Tony states, "the movie is all about solutions and is very uplifting." It features solutions being implemented in San Francisco and Oakland, in addition to many other places around the world. It was produced by and stars Mélanie Laurent, a well-known French actress, and Cyril Dion. The movie is getting rave reviews in Europe and the English version Tomorrow (see video) is anticipated to be released in the USA in the spring.

Tony and Liz (far left) with cast members of the film, Demain.

Tony and Liz (far left) with cast members of the film, Demain.

The Anthropocene has come of age

industryResearch by Faculty Curator and Professor Tony Barnosky and the Anthropocene Working Group continues to support the strong need for designating a distinct geological epoch, the Anthropocene. Landscape-altering human activities leave behind distinctive evidence (plastics, aluminum, concrete, black carbon, among others) in the sedimentary record. The group has received widespread media attention and recent articles in the New York Times, Los Angeles Times, and Washington Post demonstrate the extent to which interested in topic crosses academic and non-academic boundaries.

On a related topic Tony is the co-author on a research article by Ceballos et al, 2015, on the sixth mass extinction, and it was the #3 most popular academic paper (and shared and read outside and within academia) published in 2015 according to Almetrics.  It was also #15 in the top 100 Science papers listed in Discover Magazine.

 

Assistant director reunites with UCMP alumni in Ethiopia to investigate Mesozoic ecosystems

Assistant director Mark Goodwin is in Ethiopia for several weeks as part of a collaborative project with UCMP alums Greg Wilson (University of Washington) and Randall Irmis (Utah). Together with colleagues from the University of Oklahoma, Addis Ababa University, and Mekelle University in Ethiopia, the team is investigating non-marine Mesozoic ecosystems from the Northwestern Plateau, Ethiopia.

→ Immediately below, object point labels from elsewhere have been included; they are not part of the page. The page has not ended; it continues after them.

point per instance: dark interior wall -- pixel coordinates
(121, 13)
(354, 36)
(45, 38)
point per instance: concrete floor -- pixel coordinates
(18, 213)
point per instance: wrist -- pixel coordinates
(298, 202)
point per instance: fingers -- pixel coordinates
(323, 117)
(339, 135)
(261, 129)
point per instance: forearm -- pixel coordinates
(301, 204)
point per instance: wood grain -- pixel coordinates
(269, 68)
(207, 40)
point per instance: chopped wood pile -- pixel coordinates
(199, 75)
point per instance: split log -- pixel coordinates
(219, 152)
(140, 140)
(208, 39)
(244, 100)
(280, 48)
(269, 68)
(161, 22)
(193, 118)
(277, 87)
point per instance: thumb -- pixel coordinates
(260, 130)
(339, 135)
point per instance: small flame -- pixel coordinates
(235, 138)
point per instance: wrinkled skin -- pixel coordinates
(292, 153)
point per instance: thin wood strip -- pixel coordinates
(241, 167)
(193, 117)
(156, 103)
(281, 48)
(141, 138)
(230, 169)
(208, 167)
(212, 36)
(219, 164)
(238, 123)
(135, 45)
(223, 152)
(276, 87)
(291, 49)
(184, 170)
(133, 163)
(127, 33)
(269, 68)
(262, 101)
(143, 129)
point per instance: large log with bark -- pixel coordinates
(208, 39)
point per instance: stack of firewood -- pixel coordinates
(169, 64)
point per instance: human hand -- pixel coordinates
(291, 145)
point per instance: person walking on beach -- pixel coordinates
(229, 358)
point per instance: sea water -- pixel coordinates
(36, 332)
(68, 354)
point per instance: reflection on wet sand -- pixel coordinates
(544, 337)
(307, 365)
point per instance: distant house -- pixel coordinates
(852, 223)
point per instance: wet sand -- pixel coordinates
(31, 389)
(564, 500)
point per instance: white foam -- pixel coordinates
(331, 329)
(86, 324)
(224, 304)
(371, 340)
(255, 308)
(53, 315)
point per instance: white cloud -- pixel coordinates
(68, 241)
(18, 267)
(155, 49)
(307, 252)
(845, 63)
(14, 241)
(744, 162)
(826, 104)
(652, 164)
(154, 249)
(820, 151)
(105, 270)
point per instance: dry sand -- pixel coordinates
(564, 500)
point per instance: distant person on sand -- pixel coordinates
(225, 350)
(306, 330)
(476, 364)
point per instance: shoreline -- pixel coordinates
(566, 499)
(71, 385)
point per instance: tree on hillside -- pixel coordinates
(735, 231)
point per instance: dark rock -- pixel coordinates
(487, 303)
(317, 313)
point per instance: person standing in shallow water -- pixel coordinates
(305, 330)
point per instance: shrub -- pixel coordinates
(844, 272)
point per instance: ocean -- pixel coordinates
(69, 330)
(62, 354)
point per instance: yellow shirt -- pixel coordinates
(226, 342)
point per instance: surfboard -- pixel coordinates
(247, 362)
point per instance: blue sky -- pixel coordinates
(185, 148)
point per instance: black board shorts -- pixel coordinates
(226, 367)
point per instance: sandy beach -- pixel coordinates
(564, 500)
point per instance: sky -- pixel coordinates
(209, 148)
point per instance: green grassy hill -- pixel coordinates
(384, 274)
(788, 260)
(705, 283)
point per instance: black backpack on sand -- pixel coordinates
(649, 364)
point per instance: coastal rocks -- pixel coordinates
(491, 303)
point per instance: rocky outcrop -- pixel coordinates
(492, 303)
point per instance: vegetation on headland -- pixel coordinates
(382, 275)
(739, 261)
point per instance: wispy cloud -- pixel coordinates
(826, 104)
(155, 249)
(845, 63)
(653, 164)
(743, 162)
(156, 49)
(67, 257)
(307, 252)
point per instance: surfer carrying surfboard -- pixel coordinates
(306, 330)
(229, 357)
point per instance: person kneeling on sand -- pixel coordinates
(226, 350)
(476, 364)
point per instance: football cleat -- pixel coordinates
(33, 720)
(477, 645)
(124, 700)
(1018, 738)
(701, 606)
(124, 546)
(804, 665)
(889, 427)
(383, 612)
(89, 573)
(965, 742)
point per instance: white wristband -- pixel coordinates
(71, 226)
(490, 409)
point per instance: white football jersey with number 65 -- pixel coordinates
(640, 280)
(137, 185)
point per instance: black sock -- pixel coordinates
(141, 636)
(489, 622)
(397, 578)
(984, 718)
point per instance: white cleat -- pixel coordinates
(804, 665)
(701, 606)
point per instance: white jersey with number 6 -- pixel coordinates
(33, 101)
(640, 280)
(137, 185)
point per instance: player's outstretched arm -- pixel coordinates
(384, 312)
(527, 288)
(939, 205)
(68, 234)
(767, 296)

Mark reports "we had great success in the Late Jurassic units and it is gratifying working with Ethiopian students and staff from the Earth Sciences Dept at Addis Ababa University. In the late Jurassic Mugher Mudstone, in addition to turtles, fish, croc teeth and verts, we found a partial crocodile skull with brain case and parietals, partial lower jaw, many allosauroid-like theropod teeth at almost every site and finally some large dinosaur bones - still fragmentary but we're getting there - and very rich micro vertebrate localities that just have to have mammals - collected some bags of sediment from each. Working with the Earth Sciences Dept at Addis Ababa University has been great and hopefully a model for future work and lots of opportunity for collaboration, including informal science."

This collaborative research project, "US-Ethiopia planning visit for the investigation of non-marine Mesozoic ecosystems from the Northwestern Plateau, Ethiopia," is funded by the National Science Foundation grant NSF-CNIC-1444238.

Group pic at the top of the flood basalts that cap the steep sided canyons of the Blue Nile Gorge, near Fiche, Ethiopia. From L to R: Tadesse Berhanu (PhD student, Oklahoma State); Connie Rasmussin (PhD student, Utah); Keegan Melstrom, PhD student, Utah); Randy Irmis (Utah); Greg Wilson (Washington); Mark Goodwin (UCMP); Dave Demar (Postdoc, Washington); Million Mengesha and Samuel (Earth Sciences Dept., Addis Ababa University).

Group pic at the top of the flood basalts that cap the steep sided canyons of the Blue Nile Gorge, near Fiche, Ethiopia. From L to R: Tadesse Berhanu (PhD student, Oklahoma State); Conny Rasmussin (PhD student, Utah); Keegan Melstrom, PhD student, Utah); Randy Irmis (Utah); Greg Wilson (Washington); Mark Goodwin (UCMP); Dave Demar (Postdoc, Washington); Samuel Getachew and Million Mengesha  (Earth Sciences Dept., Addis Ababa University).